I kept moving. “Third chair: Father Rattigan. Fourth chair: Grauman’s Chinese mile-high projectionist. Fifth chair: J. W. Bradford, a.k.a. Tallulah, Garbo, Swanson, Colbert. Sixth: Professor Quickly, a.k.a. Scrooge, Nicholas Nickleby, Richard the Third. Seventh chair: me. Eighth chair: Constance.”
“Hold on.”
Crumley got up and pinned his badge on my shirt.
“We going to sit here,” said Fritz, “and listen to a fourth-rate Nancy Drew—”
“Stash your monocle,” said Crumley.
Fritz stashed his monocle.
“Now,” said Crumley, “junior?”
Junior moved behind the chairs.
“For starters, I’m Rattigan running in the rain with two Books of the Dead. Some already dead, some about to die.”
I laid the two books on the glass-top table.
“We all know now that Quickly, in a spurt of nostalgic madness, sent the one book, with all the dead people, to frighten Constance.

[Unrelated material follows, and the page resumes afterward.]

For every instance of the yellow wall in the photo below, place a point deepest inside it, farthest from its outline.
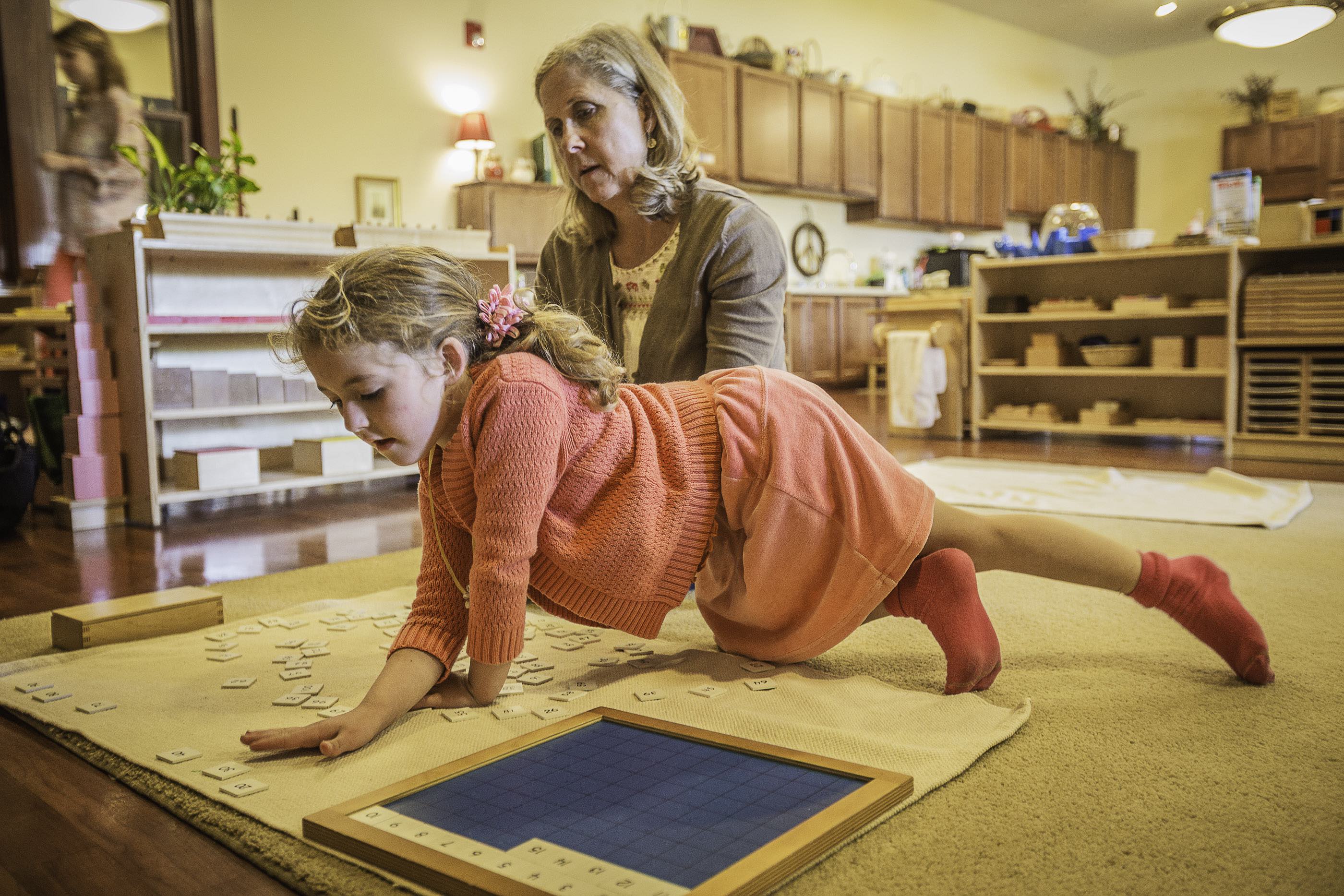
(331, 89)
(1176, 125)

She came running from her past, her memories of a fast, furious, and destructive life.”
“You can say that again,” said Crumley.
I waited.
“Sorry,” said Crumley.
I picked up the second book, Constance’s more personal, recent phone lists.
“But what if Constance, hit by the old Book of the Dead, got wired back into her griefs, her losses in that past, and decided, in order to make do with it, she had to destroy it, person by person, one by one. What if she red-lined the names and forgot she had done it?”
“What if?” Crumley sighed.
“Let the idiot express his delight.” Fritz Wong tucked his monocle back in his eye and leaned forward. “So the Rattigan goes to kill, maim, or at least threaten her own past, ja?” he said with heavy Germanic concern.
“Is that the way the next scene plays?” I asked.
“Action,” said Fritz, amused.
I swayed behind the first empty chair.
“Here we are at the dead end of the old trolley-tram line on Mount Lowe.”
Fritz and Crumley nodded, seeing the mummy there, wrapped in headlines.
“Wait.” Blind Henry squinted. “Okay, I’m there.”